More precisely, f and the top-level of the module have the (-> integer? integer?) contract mediating their interaction; g and the
top-level have (-> string?) mediating their interaction, but there is
no contract directly between f and g. This means that the reference
to f in the body of g is really the top-level of the module’s
responsibility, not g’s. In other words, the function f has been
given to g with no contract between g and the top-level and thus the
top-level is blamed.
If we wanted to add a contract between g and the top-level, we can use
define/contract’s #:freevar declaration and see the expected blame:
> (define/contract (f x)
(-> integer? integer?)
x)
> (define/contract (g)
(-> string?)
#:freevar f (-> integer? integer?)
(f "not an integer"))
> (g)
f: contract violation
expected: integer?
given: "not an integer"
in: the 1st argument of
(-> integer? integer?)
contract from: top-level
blaming: (function g)
(assuming the contract is correct)
at: eval:6.0
Moral: if two values with contracts should interact, put them in
separate modules with contracts at the module boundary or use
#:freevar.
9.3. Exists Contracts and Predicates
Much like the eq? example above, #:∃ contracts can change the
behavior of a program.
Specifically, the null? predicate and many other predicates return
#f for #:∃ contracts, and changing one of those contracts to any/c
means that null? might now return #t instead, resulting in
arbitrarily different behavior depending on how this boolean might flow
around in the program.
#lang racket/exists package: [base](https://pkgs.racket-lang.org/package/base)
To work around the above problem, the racket/exists library behaves
just like racket, but predicates signal errors when given #:∃
contracts.
Moral: Do not use predicates on #:∃ contracts, but if you’re not sure,
use racket/exists to be safe.
9.4. Defining Recursive Contracts
When defining a self-referential contract, it is natural to use
define. For example, one might try to write a contract on streams like
this:
> (define stream/c
(promise/c
(or/c null?
(cons/c number? stream/c))))
stream/c: undefined;
cannot reference an identifier before its definition
in module: top-level
Unfortunately, this does not work because the value of stream/c is
needed before it is defined. Put another way, all of the combinators
evaluate their arguments eagerly, even though the values that they
accept do not.
Instead, use
(define stream/c
(promise/c
(or/c
null?
(cons/c number? (recursive-contract stream/c)))))

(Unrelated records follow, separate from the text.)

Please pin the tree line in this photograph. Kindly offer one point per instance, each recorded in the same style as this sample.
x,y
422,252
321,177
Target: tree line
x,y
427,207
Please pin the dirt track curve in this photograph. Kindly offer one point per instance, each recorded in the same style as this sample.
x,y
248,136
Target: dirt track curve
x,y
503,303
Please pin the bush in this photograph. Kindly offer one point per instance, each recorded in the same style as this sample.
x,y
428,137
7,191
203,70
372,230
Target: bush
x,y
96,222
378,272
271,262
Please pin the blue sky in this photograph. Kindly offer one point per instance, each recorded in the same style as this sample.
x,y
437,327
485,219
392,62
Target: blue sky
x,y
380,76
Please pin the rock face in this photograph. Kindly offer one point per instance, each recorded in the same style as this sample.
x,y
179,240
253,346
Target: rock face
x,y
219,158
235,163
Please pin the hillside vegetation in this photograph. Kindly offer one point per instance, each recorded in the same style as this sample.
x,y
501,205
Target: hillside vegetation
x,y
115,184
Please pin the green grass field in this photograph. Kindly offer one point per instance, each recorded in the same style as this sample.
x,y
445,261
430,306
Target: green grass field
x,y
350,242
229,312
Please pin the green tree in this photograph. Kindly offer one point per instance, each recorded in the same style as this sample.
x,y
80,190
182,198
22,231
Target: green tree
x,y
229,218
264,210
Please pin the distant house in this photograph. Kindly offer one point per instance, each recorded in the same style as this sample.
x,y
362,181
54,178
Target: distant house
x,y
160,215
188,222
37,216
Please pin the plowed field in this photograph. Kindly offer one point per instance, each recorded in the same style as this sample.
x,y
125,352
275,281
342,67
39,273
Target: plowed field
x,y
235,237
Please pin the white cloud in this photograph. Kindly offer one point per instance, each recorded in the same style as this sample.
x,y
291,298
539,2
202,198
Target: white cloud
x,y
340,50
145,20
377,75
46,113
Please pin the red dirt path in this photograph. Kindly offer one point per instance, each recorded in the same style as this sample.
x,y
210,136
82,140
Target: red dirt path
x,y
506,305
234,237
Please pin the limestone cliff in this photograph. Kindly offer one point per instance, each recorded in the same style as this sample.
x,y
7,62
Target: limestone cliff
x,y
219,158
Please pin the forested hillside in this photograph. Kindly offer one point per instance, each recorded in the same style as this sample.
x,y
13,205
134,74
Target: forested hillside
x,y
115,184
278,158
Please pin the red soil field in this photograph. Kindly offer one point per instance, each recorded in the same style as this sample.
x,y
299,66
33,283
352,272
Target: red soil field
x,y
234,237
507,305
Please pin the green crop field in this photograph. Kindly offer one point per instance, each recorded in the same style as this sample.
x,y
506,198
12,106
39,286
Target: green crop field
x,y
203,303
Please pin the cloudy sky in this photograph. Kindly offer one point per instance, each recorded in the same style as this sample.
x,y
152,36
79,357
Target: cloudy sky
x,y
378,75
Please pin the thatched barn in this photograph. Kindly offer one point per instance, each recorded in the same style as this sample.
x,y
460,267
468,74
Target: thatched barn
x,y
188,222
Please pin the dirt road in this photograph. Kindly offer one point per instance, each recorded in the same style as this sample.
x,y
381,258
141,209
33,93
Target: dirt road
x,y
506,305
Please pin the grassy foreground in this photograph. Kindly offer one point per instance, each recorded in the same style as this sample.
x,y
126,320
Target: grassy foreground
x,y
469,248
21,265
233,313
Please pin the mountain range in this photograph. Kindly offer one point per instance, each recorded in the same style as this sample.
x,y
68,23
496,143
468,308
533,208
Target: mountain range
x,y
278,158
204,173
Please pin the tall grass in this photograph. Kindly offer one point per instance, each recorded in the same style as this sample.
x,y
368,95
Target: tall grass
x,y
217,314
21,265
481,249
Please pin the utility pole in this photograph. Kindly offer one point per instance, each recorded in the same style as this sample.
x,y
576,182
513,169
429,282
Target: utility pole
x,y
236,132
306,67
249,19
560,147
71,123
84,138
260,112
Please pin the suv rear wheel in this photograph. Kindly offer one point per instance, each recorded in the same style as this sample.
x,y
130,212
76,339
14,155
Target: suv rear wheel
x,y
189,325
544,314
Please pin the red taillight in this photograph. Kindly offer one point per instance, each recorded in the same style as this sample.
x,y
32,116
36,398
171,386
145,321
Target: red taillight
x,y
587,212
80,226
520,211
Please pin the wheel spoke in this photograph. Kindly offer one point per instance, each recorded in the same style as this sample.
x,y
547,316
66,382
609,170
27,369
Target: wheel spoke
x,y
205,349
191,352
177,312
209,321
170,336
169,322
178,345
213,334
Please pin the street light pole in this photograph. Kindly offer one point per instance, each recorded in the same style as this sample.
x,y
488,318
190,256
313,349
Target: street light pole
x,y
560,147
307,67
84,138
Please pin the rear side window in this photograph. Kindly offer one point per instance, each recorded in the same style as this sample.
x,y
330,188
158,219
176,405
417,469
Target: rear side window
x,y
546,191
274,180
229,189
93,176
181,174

The use of recursive-contract delays the evaluation of the identifier
stream/c until after the contract is first checked, long enough to
ensure that stream/c is defined.
See also Checking Properties of Data Structures.
9.5. Mixing set! and contract-out
The contract library assumes that variables exported via contract-out
are not assigned to, but does not enforce it. Accordingly, if you try to
set! those variables, you may be surprised. Consider the following
example:
> (module server racket
(define (inc-x!) (set! x (+ x 1)))
(define x 0)
(provide (contract-out [inc-x! (-> void?)]
[x integer?])))
> (module client racket
(require 'server)
(define (print-latest) (printf "x is ~s\n" x))
(print-latest)
(inc-x!)
(print-latest))
> (require 'client)
x is 0
x is 0
Both calls to print-latest print 0, even though the value of x has
been incremented and the change is visible inside the module `x`.
To work around this, export accessor functions, rather than exporting the variable directly, like this:
#lang racket
(define (get-x) x)
(define (inc-x!) (set! x (+ x 1)))
(define x 0)
(provide (contract-out [inc-x! (-> void?)]
[get-x (-> integer?)]))
Moral: This is a bug that we will address in a future release.